Lacking sufficient water to grow enough wheat for its burgeoning population, Egypt (above pic of Suez Canal farm) looks to other Nile Basin countries for land and water.
During the heat of this year’s scorching summer, Russia’s wheat supply took a serious hit and the country scaled back its exports. One of their main wheat importers, Egypt lacks the water to provide what is a staple for its 80 million strong population. As the population inflates and water becomes even more scarce, Egypt hopes to make its wheat supply more self-sufficient.

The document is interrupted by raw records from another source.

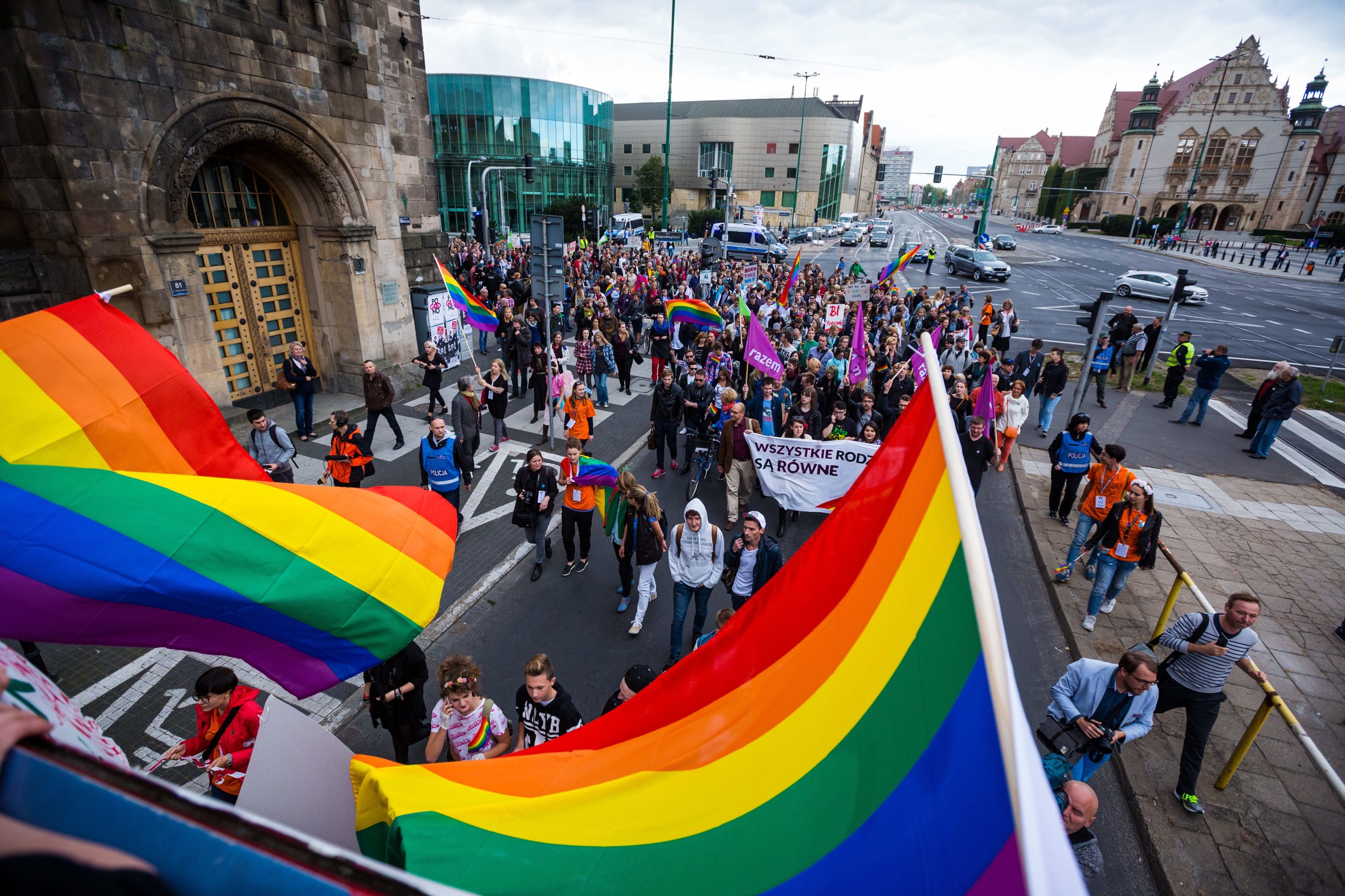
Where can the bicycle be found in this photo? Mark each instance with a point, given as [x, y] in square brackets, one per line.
[705, 453]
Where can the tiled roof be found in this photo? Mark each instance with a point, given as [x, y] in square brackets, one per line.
[772, 108]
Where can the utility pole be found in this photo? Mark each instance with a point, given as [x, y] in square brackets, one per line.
[798, 160]
[985, 211]
[1195, 176]
[667, 123]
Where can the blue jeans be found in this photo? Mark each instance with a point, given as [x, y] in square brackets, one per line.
[1082, 529]
[1048, 410]
[1265, 437]
[1110, 581]
[303, 413]
[1199, 398]
[682, 596]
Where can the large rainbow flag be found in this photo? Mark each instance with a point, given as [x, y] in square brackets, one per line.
[131, 515]
[855, 727]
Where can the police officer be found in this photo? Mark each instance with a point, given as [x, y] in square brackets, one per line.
[1178, 360]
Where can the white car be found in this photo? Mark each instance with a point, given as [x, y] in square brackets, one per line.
[1150, 284]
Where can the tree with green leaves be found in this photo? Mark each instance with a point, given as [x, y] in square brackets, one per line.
[649, 186]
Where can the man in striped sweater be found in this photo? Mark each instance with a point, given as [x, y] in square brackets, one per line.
[1205, 647]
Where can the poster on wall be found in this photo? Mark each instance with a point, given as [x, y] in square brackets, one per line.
[445, 328]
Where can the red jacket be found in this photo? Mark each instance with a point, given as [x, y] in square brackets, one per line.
[240, 737]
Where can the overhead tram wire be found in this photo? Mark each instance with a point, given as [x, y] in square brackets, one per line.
[653, 43]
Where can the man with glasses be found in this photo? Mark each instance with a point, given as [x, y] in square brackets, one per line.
[1094, 695]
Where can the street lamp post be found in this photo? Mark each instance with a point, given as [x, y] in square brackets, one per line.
[798, 160]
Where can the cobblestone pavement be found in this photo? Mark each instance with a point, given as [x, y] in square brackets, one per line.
[1278, 828]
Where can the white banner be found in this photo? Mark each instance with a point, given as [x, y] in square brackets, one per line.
[445, 328]
[808, 476]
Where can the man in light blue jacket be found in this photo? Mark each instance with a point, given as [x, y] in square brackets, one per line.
[1093, 695]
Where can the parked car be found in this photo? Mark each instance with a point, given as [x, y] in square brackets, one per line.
[977, 262]
[1150, 284]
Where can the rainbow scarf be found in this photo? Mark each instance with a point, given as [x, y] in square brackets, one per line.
[476, 313]
[906, 260]
[791, 281]
[693, 311]
[122, 485]
[719, 777]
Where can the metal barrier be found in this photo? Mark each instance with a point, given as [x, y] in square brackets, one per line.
[1270, 702]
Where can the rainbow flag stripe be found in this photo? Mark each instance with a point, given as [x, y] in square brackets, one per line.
[693, 311]
[472, 309]
[822, 742]
[131, 515]
[906, 260]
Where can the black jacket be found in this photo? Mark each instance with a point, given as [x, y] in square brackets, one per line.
[1110, 531]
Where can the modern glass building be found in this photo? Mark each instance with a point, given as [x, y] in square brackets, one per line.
[566, 128]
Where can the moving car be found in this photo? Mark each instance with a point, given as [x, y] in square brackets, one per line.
[977, 262]
[1150, 284]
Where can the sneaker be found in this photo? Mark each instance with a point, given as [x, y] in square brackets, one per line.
[1191, 802]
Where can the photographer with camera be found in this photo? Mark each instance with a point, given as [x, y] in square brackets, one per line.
[1097, 706]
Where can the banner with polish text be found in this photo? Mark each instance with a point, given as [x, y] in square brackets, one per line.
[803, 475]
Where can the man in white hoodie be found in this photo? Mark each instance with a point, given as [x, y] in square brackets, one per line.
[696, 562]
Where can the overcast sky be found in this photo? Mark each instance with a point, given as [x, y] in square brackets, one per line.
[943, 78]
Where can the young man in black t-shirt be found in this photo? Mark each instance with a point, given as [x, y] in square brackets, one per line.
[545, 710]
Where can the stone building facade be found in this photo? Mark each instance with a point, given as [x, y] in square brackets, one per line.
[1227, 125]
[253, 170]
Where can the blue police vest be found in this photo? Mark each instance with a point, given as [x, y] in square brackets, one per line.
[439, 465]
[1074, 453]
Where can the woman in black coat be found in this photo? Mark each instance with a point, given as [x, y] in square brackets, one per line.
[395, 692]
[435, 365]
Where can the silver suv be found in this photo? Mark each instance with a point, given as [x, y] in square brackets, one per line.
[977, 262]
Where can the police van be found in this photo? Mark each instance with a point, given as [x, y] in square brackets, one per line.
[745, 241]
[627, 227]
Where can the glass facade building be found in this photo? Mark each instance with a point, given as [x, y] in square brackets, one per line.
[566, 128]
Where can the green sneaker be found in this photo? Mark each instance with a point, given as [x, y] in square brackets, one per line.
[1191, 802]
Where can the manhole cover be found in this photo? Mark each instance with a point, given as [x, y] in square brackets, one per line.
[1182, 497]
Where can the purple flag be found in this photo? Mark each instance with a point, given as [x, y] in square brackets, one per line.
[760, 354]
[859, 350]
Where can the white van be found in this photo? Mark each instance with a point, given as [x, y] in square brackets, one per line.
[626, 227]
[751, 241]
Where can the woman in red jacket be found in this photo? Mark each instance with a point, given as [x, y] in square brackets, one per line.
[228, 715]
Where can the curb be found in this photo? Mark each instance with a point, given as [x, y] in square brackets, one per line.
[353, 706]
[1146, 844]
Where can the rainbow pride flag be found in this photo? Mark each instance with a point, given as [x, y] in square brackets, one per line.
[476, 313]
[129, 515]
[825, 740]
[794, 279]
[906, 259]
[693, 311]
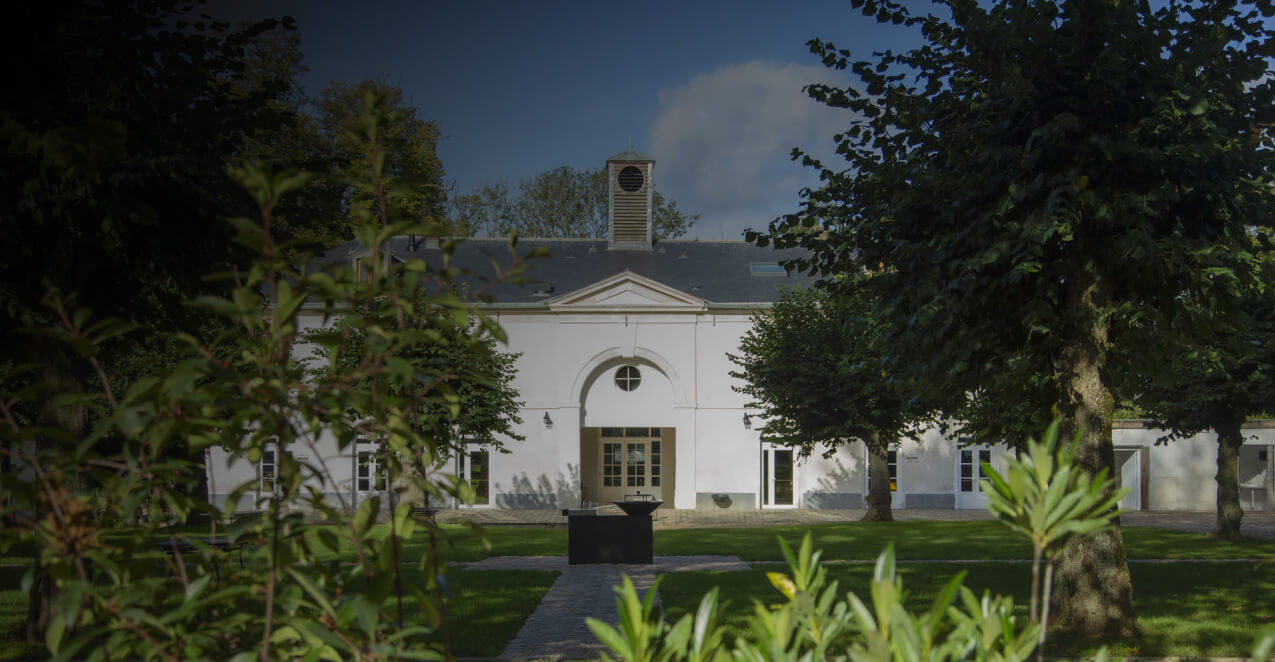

After recently signing an agreement with Sudan to allow private Egyptian companies to grow various cereals there, the Egyptian authorities began eyeballing other Nile basin countries as potential sources of land and water for their agricultural pursuits. Meanwhile, fifty percent of the population living within the Nile basin live below the poverty line of $1 per day. Private Egyptian companies will grow food in the Al-Gezira Region south of Khartoum, while the Egyptian government’s role is limited to technical support, according to IRIN news.
The deal signed between Egypt and Sudan in September is part of what IRIN (the United Nations news source) calls “the land-grab phenomenon” that began to take shape in 2008 (and Green Prophet’s editor Karin wrote about it here – Africa Up For Sale?). This refers to various foreign countries that are cultivating crops in African countries to support their own populations.